The case of partially connected shapes is more complex, as the preferred orientation depends on the starting point's position on the rectangle. For instance, comparing the middle example and right example, when p1 is located on the bottom edge of the rectangle and p2 is above p1, the vertical orientation looks better even the horizontal distance between two points is larger than the vertical distance.

balanced

These special cases can be identified by determining whether the rectangle defined byp1 and p2 overlap with rectangle rect1 or rect2, as illustrated in Case 1 and Case 2 below. It turns out these cases lead to shortest path with minimal turns, enabling reuse of previous pathfinding algorithm instead of manually creating virtual rectangles.

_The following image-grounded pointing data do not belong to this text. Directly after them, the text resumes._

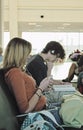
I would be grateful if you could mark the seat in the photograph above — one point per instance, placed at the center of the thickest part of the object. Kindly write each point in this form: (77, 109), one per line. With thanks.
(8, 107)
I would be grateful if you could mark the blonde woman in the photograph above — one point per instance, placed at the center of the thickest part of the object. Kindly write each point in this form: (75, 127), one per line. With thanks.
(23, 86)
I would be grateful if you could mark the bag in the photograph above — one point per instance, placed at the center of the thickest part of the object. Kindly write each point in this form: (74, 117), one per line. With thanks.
(54, 96)
(43, 120)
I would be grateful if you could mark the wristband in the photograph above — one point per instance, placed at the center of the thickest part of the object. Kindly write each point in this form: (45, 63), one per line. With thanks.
(40, 89)
(38, 95)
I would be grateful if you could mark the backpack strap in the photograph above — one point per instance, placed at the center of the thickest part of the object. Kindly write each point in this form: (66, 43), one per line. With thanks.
(50, 116)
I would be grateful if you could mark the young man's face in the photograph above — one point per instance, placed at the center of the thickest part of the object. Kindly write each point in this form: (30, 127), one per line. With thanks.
(53, 58)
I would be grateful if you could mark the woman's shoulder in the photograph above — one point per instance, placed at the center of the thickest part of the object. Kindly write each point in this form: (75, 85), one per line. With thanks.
(13, 71)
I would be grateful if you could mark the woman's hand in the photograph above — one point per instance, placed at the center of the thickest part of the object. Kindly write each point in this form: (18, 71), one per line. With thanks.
(46, 83)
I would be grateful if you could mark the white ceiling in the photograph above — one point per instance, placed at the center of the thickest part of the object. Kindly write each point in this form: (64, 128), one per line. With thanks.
(59, 15)
(51, 27)
(48, 27)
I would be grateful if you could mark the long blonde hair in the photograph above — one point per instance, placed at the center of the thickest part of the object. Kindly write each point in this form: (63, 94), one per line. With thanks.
(16, 53)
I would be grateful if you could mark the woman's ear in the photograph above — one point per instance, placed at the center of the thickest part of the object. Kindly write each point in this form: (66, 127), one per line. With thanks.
(52, 52)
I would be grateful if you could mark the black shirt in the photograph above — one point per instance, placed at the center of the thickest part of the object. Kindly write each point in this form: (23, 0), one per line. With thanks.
(37, 67)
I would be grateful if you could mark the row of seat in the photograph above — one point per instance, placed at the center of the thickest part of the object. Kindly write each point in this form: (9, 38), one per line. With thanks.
(9, 112)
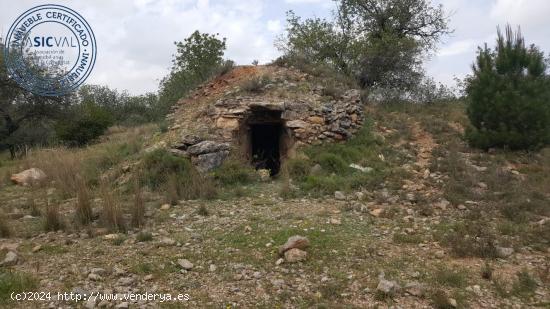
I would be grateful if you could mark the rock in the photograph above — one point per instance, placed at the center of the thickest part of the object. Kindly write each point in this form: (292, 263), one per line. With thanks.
(453, 302)
(295, 255)
(28, 177)
(189, 139)
(339, 196)
(98, 271)
(209, 161)
(388, 287)
(207, 147)
(442, 204)
(503, 252)
(316, 120)
(294, 242)
(297, 124)
(90, 303)
(377, 212)
(415, 289)
(11, 259)
(185, 264)
(361, 168)
(125, 281)
(316, 169)
(165, 241)
(265, 175)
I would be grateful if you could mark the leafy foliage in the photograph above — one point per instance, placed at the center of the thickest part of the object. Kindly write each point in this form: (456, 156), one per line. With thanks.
(88, 123)
(380, 42)
(509, 96)
(198, 57)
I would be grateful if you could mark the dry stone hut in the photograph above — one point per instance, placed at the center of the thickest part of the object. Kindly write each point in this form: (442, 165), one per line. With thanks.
(262, 114)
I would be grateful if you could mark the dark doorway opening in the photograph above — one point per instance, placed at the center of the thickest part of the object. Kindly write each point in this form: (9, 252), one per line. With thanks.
(265, 140)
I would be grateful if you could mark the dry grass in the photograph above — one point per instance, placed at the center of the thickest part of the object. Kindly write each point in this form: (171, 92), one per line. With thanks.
(83, 205)
(111, 215)
(138, 207)
(52, 219)
(5, 230)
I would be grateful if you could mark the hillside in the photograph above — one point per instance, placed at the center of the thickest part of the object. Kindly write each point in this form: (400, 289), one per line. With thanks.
(432, 223)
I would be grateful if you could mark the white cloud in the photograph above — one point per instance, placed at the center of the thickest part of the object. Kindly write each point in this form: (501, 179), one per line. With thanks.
(274, 25)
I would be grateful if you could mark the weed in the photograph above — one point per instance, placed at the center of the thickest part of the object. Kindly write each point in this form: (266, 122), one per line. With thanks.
(14, 282)
(525, 285)
(83, 206)
(234, 171)
(487, 271)
(471, 239)
(144, 236)
(138, 207)
(203, 211)
(440, 300)
(5, 230)
(111, 213)
(255, 85)
(53, 221)
(450, 277)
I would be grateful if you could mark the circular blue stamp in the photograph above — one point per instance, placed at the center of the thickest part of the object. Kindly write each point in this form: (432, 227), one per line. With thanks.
(50, 50)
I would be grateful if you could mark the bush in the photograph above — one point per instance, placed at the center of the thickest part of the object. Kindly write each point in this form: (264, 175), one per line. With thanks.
(86, 124)
(333, 163)
(15, 282)
(509, 96)
(177, 176)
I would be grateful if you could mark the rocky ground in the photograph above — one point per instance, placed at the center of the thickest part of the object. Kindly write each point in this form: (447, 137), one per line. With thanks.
(440, 233)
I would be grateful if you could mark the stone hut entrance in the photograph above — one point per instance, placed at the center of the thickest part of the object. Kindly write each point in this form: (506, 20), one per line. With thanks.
(265, 139)
(266, 153)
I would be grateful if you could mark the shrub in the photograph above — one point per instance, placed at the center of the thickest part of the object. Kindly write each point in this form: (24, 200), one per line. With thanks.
(144, 236)
(138, 207)
(255, 85)
(159, 164)
(86, 125)
(83, 205)
(234, 171)
(52, 220)
(509, 96)
(525, 285)
(5, 230)
(14, 282)
(163, 171)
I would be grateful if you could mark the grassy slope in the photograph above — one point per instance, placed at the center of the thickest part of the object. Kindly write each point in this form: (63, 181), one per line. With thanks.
(410, 241)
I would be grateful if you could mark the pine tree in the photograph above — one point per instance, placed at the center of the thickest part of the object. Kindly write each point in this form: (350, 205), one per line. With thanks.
(509, 96)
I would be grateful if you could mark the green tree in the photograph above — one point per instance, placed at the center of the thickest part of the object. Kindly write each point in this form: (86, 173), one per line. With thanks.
(88, 121)
(25, 119)
(198, 57)
(380, 42)
(509, 95)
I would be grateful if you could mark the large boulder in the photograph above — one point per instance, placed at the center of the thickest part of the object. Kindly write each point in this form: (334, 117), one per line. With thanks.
(207, 147)
(209, 161)
(294, 242)
(29, 177)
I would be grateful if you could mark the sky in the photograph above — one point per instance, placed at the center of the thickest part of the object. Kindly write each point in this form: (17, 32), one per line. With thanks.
(135, 38)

When there is no overlap between the rectangles, virtual rectangles can be created following the unconnected case.

balanced

Conclusion

While elbow connectors are ubiquitous, there lacks a widely agreed-upon definition or even an attempt to define it. I hope this post provides a useful summary and exploration of this UI pattern. To cover all cases, the proposed strategy may seem over-engineered, but it still helps to simplify the implementation compared to hardcoding each case. One limitation is the assumption of a discrete grid and potential performance costs for pathfinding in large spaces, which I will try to address in future work. The source code is available on Github Repo, and all feedback on this post and code is welcome via GitHub issues.